Le vent du matin, un vent humide de rosée, donnait un frisson aux feuilles des ormes. Les émanations brûlantes de la soirée avaient fait place à une fraîcheur délicieuse. Le silence et l’ombre transparente de l’infini tombaient lentement des profondeurs du ciel, et la fête des étoiles succédait à celle des lampions. Les honnêtes gens allaient enfin pouvoir se divertir un peu.

Je me sentais tout ragaillardi, l’heure de mes joies étant venue. Je marchais d’un bon pas, montant et descendant les allées, lorsque je vis une ombre grise glisser le long des maisons. Cette ombre venait à moi, rapidement et sans paraître me voir ; à la légèreté de la démarche, aux ondulations cadencées des vêtements, je reconnus une femme.

Elle allait me heurter, quand elle leva instinctivement les yeux.

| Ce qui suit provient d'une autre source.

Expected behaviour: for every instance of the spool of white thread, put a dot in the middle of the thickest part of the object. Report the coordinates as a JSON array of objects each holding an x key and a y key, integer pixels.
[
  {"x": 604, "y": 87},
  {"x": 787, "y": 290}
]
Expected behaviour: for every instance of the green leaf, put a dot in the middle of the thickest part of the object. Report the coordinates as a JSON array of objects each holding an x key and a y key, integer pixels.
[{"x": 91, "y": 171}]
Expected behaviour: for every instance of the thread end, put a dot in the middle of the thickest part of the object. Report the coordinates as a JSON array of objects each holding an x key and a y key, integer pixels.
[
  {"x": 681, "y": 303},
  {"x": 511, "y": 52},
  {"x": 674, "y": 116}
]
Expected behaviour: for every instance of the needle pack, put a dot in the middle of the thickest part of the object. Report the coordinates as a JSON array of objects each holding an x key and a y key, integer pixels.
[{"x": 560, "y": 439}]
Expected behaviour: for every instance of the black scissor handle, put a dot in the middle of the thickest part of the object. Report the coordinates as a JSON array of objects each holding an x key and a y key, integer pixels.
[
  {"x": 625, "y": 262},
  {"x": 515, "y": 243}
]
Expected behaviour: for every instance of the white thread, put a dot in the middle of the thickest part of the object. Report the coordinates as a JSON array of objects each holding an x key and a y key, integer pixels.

Son visage m’apparut à la lueur d’une lanterne voisine, et voilà que je reconnus Celle qui m’aime : non pas l’immortelle au blanc nuage de mousseline ; mais une pauvre fille de la terre, vêtue d’indienne déteinte. Dans sa misère, elle me parut charmante encore, bien que pâle et fatiguée. Je ne pouvais douter : c’étaient là les grands yeux, les lèvres caressantes de la vision ; et c’était de plus, à la voir ainsi de près, la suavité de traits que donne la souffrance.